3

I stumbled into an interesting issue -- when it comes to intrusive lockless stacks (single-linked lists) it seems there is a consensus on how push() should look like. All internet/AI searches (and cppreference.com) always produce code written along these lines:

struct stack
{
    struct node { node* next; };

    std::atomic<node*> head;

    void push(node* new_node)
    {
        new_node->next = head.load(std::memory_order_relaxed);

        // simplified: real code has an ABA counter in the low 12 bits of head
        while (!head.compare_exchange_weak(new_node->next, new_node,
                                           std::memory_order_release,
                                           std::memory_order_relaxed)) {}
    }
};

but when it comes to pop() search results are inconsistent wrt memory ordering, e.g.:

    node* pop()
    {
        node* p = head_.load(std::memory_order_**acquire**);

        while (p && !head_.compare_exchange_weak(p, p->next, 
                                                 std::memory_order_**acq_rel**,
                                                 std::memory_order_**relaxed**));
        return p;
    }

I've seen various permutations of highlighted parameters (e.g. relaxed + acq_rel + acquire or relaxed + acquire + relaxed). I understand it doesn't matter on x86, but it is nice to do things right...

What are the correct values of three highlighted parameters?

Note: I know about ABA problem and in my code I solve(*) it using tagged pointers, with the low 12 bits of head being a counter. This is a page allocator.

*solve = severely reduce possibility of happening :)

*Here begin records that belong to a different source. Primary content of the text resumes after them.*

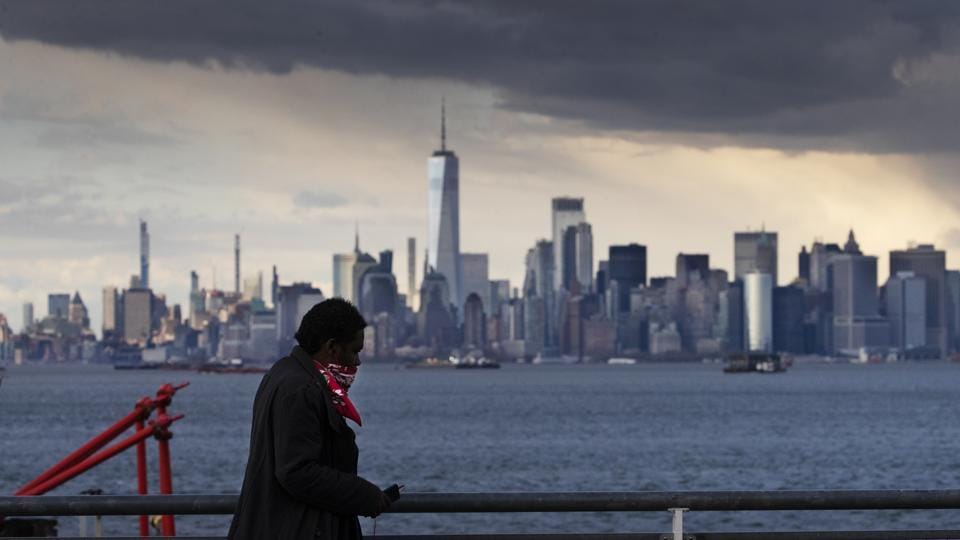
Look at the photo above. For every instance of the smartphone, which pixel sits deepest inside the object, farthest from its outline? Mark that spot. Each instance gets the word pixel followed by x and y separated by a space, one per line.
pixel 393 492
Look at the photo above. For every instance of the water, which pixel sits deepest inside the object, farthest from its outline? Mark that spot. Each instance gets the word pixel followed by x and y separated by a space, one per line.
pixel 540 428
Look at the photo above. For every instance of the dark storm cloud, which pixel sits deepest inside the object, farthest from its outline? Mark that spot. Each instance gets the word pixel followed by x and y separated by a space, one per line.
pixel 800 74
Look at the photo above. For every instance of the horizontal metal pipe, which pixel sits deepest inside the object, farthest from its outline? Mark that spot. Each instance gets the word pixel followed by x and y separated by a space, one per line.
pixel 798 535
pixel 641 501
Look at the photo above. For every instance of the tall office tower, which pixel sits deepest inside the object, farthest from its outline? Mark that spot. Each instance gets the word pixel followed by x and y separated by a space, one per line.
pixel 443 219
pixel 803 264
pixel 476 277
pixel 27 315
pixel 564 212
pixel 58 305
pixel 539 296
pixel 789 306
pixel 293 302
pixel 77 312
pixel 343 275
pixel 144 255
pixel 929 263
pixel 953 308
pixel 856 315
pixel 577 258
pixel 758 310
pixel 137 316
pixel 412 273
pixel 627 266
pixel 906 307
pixel 755 251
pixel 236 263
pixel 274 287
pixel 111 310
pixel 692 267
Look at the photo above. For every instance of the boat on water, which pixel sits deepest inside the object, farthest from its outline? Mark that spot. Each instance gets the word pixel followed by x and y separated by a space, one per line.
pixel 755 363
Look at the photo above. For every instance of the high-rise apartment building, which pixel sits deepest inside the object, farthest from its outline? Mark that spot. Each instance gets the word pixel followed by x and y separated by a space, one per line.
pixel 929 263
pixel 577 258
pixel 144 256
pixel 476 277
pixel 626 269
pixel 111 310
pixel 443 215
pixel 758 310
pixel 755 252
pixel 58 305
pixel 564 212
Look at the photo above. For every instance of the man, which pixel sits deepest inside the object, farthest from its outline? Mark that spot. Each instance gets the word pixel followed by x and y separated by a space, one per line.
pixel 301 480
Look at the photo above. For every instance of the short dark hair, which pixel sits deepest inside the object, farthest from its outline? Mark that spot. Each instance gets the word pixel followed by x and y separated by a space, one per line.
pixel 334 318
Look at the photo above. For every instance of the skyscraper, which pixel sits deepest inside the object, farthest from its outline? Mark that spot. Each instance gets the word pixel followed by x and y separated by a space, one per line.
pixel 627 268
pixel 856 316
pixel 475 269
pixel 111 309
pixel 577 257
pixel 755 251
pixel 144 255
pixel 58 305
pixel 564 212
pixel 929 263
pixel 236 263
pixel 906 299
pixel 758 310
pixel 28 316
pixel 443 215
pixel 412 293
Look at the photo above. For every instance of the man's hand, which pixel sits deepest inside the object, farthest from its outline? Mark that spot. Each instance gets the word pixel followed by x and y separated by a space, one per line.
pixel 382 504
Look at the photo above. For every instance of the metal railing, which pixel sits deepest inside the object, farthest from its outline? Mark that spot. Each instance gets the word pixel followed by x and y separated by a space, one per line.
pixel 678 503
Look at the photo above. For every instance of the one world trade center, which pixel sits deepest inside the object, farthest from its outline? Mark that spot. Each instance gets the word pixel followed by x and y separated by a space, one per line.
pixel 443 208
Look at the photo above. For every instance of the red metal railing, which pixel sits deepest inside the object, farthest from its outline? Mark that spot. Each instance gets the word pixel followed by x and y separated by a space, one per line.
pixel 92 453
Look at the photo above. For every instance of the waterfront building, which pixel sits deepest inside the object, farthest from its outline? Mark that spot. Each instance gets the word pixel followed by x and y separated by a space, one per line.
pixel 857 323
pixel 58 305
pixel 476 277
pixel 758 311
pixel 627 266
pixel 905 296
pixel 443 215
pixel 412 293
pixel 144 256
pixel 929 263
pixel 692 266
pixel 577 258
pixel 474 322
pixel 436 320
pixel 789 306
pixel 564 212
pixel 293 302
pixel 755 252
pixel 803 265
pixel 77 312
pixel 138 316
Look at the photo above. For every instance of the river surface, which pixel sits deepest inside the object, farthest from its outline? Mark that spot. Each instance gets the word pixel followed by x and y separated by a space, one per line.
pixel 539 428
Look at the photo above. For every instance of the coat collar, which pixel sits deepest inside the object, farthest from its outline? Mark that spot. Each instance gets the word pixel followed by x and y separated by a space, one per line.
pixel 303 359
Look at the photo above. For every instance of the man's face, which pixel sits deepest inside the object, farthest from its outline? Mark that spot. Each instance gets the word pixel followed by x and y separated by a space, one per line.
pixel 348 354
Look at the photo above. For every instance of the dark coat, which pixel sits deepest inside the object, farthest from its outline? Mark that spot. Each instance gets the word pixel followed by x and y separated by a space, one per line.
pixel 301 480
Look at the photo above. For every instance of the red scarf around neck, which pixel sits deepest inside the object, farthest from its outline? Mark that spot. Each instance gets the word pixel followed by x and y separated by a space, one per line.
pixel 340 399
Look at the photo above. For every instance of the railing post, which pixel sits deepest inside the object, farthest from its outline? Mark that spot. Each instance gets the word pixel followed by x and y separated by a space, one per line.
pixel 678 522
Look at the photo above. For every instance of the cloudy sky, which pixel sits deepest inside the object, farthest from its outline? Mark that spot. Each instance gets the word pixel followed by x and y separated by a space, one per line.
pixel 679 122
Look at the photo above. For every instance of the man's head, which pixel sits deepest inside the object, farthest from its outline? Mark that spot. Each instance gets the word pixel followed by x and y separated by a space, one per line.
pixel 332 332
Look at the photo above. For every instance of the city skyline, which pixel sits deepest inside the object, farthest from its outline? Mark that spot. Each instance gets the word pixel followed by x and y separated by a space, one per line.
pixel 291 156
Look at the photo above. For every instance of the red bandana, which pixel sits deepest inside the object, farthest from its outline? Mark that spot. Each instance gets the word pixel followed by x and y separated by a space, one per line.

After-thoughts (see details in comments to Peter's answer):

  • It seems the only way to have formally correct slist in C++26 is to:

    • (prevent data race UB) make node::next atomic

    • (prevent strict aliasing UB) do not perform non-atomic node access; i.e. if you use slist for page pool -- portion of the page containing node can't be used for other purposes

    • use Peter's version of pop(); i.e. acquire+relaxed+acquire

  • On real ISAs with normal compilers you can use the suggested pop() and use entire page (trampling over non-atomic node::next); just add related comments :) seq_cst for CAS will compile to the same asm on x86 as acquire/etc, but seq_cst doesn't make it any safer on other ISAs where it does compile differently so there's no reason to prefer it here other than using the default so the source is more compact.

12
  • 1
    @HTNW I don't see infinite loop here -- failed path will update p and p->next will be (re-)loaded in next iteration. Do I miss smth? Commented Oct 21 at 0:24
  • 1
    I think there's another race here (I hope this one is real!). If two threads pop at the same time, it's possible that in between one thread doing p = head.load(...); and evaluating p->next (which happens before the compare_exchange_weak!), the other thread can finish pop() and modify p->next (or free p, etc.). Voila: UB. I don't think any amount of memory ordering on head helps with this. Commented Oct 21 at 4:00
  • 1
    @HTNW pop() doesn't modify p->next... but subsequent push() does, see my comment to Peter's answer. I.e. it seems I need to make node::next atomic or we can't avoid concurrent non-atomic access. Commented Oct 21 at 4:11
  • 1
    CAS_strong is irrelevant; spurious failure of CAS_weak isn't a problem even on ISAs where it can happen. Just using my pop is safe in practice on any real ISA with mainstream compilers, not just x86, despite the data-race and/or strict-aliasing UB on next. There's no plausible way for that to be compile-time-visible and cause it to mis-compile, and it's a non-problem in asm. Commented Oct 21 at 20:59
  • 1
    seq_cst doesn't make it any more or less safe to use the whole page. It will compile the same on x86 as the minimum required orders I specified, but worse on other ISAs for no benefit. I mean yes it's technically true that you can use seq_cst for any atomic RMWs on x86 with no downside in the asm, but why do that? Seems like a weird thing to mention. Commented Oct 21 at 21:04

1 Answer 1

6

The pure load is correct: acquire is the minimum for correctness.
The CAS in pop is too strong in the success order (just acquire or even relaxed is fine), and too weak in the fail order (acquire is needed to set up for the next iteration, for the same reason acquire was needed on the initial load.)

 node* pop()
 {
    node* p = head_.load(std::memory_order_acquire);  // acquire is necessary

    while (p && !head_.compare_exchange_weak(p, p->next,   // deref of p
                                             std::memory_order_relaxed, // was acq_rel
                                             std::memory_order_acquire)); // was relaxed
    return p;
}

(But unfortunately C++ requires that CAS success strength be at least as strong as fail else UB, so actually you need CAS_weak(p, p->next, acquire, acquire). This prevents you from allowing a compiler to make the success path faster on ISAs like ARMv7 where acquire is done with separate fence instructions after a load, which could be put only on the fail retry branch.)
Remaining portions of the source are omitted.